PPIase, also known as peptidyl-prolyl cis-trans isomerase, refers to a class of enzymes that catalyze the interconversion of the cis and trans isomers of proline peptide bonds in proteins. The term PPIase stands for peptidyl-prolyl isomerase, where the prefix "peptidyl" signifies that the enzyme acts on the peptide chains, "prolyl" relates to its specificity for proline residues, and "isomerase" implies its role in catalyzing isomerization reactions.
PPIases play a crucial role in protein folding and conformational changes, as the cis and trans isomeric forms of proline residues can adopt distinct protein conformations. By catalyzing the conversion between these isomers, PPIases assist in enhancing the efficiency of protein folding, stability, and biological activity. These enzymes are found ubiquitously in nature, with different Isoforms and families identified across various organisms.
PPIases can be classified into three main families based on their structural and functional characteristics: cyclophilins, FK506-binding proteins (FKBPs), and parvulins. Cyclophilins are primarily targeted by cyclosporine A, a potent immunosuppressive drug, whereas FKBPs are modulated by FK506 and rapamycin. Parvulins, on the other hand, exhibit a different structural fold compared to cyclophilins and FKBPs.
Due to their involvement in critical cellular processes, dysregulation or malfunctioning of PPIases has been correlated with various diseases, including neurodegenerative disorders, cancer, and autoimmune conditions. Therefore, studying PPIases and their inhibitors has gained significant attention in drug development
The word "PPIase" is an abbreviation for "peptidyl-prolyl cis-trans isomerase". The etymology of this word can be broken down as follows:
1. Peptidyl: Derived from "peptide", referring to a short chain of amino acids joined together by peptide bonds.

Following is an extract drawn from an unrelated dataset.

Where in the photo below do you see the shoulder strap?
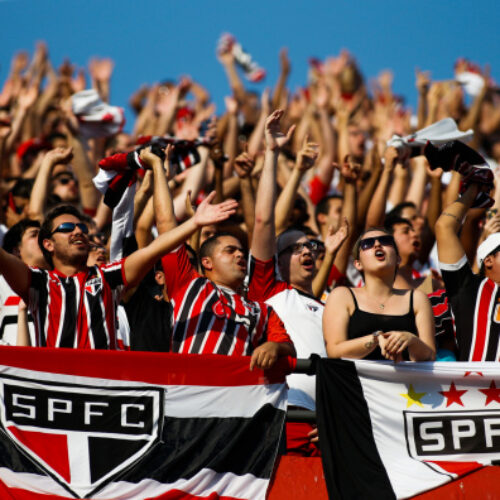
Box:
[347,287,359,309]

2. Prolyl: Derived from "proline", which is an amino acid with a unique structure that affects protein conformation and function.
3. Cis-trans: Indicates the isomerization process, where a peptidyl-prolyl bond can undergo a conformational change from cis (same side) to trans (opposite side) or vice versa.
4. Isomerase: Derived from "isomer", which refers to compounds with the same molecular formula but different structural arrangement. An isomerase is an enzyme that facilitates the interconversion of isomers.